AN EXAMINATION OF THE HUMAN RIGHTS IMPLICATIONS OF GENETICALLY MODIFIED FOODS (GMFs) IN NIGERIA

Nengi Anita Banigo-Abah(1), Felix Dimkpa Biiragbara(2),


(1) Lecturer, Faculty of Law University of Port Harcourt, Rivers state, Nigeria.
(2) Lecturer in the Department of Public Law, University of Port Harcourt and a PhD candidate of the Nnamdi Azikiwe University, Awka, Anambra State
Corresponding Author

Abstract


Achieving food self-sufficiency and maintaining a balance of citizens’ right to health are challenges which many countries in Africa, including Nigeria are struggling with. A citizen’s right to health encompasses a right to healthy, nutritious and affordable food. How this food is cultivated and made available to the general growing population underpins the genetically modified food controversies. The approval of genetically modified foods is one way the Nigerian government is tackling the issue of hunger and food insecurity which is exacerbated by the Boko haram insurgency that has led to the loss of farmlands and livestock.

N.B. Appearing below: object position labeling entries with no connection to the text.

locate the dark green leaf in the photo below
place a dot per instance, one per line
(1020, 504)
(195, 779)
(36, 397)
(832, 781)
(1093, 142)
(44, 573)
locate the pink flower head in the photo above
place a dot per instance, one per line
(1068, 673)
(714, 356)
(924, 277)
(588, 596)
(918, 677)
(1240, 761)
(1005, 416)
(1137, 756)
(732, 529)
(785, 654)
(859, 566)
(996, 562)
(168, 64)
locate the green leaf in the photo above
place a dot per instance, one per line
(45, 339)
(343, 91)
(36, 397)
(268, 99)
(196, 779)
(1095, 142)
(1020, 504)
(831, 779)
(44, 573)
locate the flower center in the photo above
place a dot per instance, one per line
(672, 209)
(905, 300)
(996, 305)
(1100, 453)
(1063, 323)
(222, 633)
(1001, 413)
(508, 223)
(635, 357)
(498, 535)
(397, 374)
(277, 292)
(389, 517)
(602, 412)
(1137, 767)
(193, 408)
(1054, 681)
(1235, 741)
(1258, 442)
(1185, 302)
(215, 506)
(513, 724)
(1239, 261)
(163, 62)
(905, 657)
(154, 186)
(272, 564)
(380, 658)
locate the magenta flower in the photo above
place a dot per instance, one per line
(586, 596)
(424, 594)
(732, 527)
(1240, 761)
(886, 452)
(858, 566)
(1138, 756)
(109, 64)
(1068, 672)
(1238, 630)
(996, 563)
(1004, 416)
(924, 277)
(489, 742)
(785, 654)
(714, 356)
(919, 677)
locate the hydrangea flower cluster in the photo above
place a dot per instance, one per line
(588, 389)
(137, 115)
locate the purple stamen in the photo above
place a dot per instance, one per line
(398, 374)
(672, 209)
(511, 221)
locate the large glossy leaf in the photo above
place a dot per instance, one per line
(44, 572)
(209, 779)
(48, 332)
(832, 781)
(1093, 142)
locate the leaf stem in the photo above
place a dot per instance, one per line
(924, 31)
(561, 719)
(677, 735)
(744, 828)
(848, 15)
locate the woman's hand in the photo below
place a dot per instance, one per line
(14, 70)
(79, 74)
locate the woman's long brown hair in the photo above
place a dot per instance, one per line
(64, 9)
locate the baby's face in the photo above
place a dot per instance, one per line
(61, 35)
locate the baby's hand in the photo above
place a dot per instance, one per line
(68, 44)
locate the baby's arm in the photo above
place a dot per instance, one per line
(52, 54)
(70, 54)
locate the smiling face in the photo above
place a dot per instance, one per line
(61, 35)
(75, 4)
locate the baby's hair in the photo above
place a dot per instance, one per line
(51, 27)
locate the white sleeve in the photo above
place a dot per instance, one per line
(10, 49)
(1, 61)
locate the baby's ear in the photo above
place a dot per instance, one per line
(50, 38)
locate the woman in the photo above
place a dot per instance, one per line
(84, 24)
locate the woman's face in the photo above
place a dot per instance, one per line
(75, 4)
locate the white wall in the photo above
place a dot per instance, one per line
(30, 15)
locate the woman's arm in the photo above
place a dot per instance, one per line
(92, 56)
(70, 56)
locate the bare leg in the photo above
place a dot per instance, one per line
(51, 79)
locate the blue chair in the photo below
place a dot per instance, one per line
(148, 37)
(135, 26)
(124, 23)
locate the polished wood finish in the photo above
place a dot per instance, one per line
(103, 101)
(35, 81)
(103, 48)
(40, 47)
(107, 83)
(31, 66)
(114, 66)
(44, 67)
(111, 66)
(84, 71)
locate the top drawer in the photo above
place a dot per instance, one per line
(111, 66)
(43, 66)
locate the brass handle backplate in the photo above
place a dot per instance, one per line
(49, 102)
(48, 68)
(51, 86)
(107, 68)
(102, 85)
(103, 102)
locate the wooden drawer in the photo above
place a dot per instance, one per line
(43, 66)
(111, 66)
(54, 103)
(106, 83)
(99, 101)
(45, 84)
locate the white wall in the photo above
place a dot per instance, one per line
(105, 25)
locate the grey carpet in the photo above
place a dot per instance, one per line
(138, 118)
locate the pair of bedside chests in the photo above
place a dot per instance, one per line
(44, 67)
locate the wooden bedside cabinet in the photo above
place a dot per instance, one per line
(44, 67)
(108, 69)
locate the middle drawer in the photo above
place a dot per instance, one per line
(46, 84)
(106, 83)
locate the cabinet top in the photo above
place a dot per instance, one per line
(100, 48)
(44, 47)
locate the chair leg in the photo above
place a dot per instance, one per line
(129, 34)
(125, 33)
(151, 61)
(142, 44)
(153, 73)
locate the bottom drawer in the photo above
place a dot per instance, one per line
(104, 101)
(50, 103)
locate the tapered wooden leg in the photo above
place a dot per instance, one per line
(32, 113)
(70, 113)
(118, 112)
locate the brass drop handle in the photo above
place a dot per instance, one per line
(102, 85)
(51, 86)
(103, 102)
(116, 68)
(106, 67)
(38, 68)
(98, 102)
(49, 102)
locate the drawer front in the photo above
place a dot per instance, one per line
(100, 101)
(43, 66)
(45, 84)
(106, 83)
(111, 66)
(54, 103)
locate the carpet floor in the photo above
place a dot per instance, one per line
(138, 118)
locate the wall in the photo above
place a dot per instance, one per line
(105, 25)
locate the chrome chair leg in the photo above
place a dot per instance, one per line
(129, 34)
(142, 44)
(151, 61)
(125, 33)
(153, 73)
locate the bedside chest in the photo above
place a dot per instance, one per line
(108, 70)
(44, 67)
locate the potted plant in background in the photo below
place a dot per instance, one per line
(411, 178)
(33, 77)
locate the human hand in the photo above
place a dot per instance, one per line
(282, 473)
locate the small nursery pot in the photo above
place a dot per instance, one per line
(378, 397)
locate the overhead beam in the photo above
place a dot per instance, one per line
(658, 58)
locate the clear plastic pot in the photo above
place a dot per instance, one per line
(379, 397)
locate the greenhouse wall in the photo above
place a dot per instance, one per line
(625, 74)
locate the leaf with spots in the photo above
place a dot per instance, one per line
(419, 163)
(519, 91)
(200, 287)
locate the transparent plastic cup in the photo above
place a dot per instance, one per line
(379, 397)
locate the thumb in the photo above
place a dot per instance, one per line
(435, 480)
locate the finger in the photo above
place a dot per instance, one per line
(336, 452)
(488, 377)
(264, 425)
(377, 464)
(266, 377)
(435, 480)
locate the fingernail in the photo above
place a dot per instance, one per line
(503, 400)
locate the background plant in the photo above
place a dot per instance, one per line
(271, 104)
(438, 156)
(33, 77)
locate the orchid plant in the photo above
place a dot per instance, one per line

Genetically Modified crops are acclaimed to increase crop production, combat the negative effects of climate change and promote the elimination of hunger and poverty since food essentially is money. However, critics of Genetically Modified Foods (GMFs) have raised health and safety concerns to the effect that GMFs are not the silver bullets to the raging food insecurity in Nigeria. Some have even called for the total ban of GMFs in Nigeria. Relying on the doctrinal research methodology, this paper investigated the human rights implications of GMFs in Nigeria and found that GMFs have been in existence for a very long time. It further found that one way or another, majority of Nigerians may have consumed GMFs as a result of heavy reliance on the consumption of imported foods in the country and that it is not easy to ascertain how such imported foods were cultivated. Therefore, the paper recommended that paramountcy to citizens’ right to health implies that the government focus more on risk assessment of GM crops, as well as their regulation and control to better protect the citizens.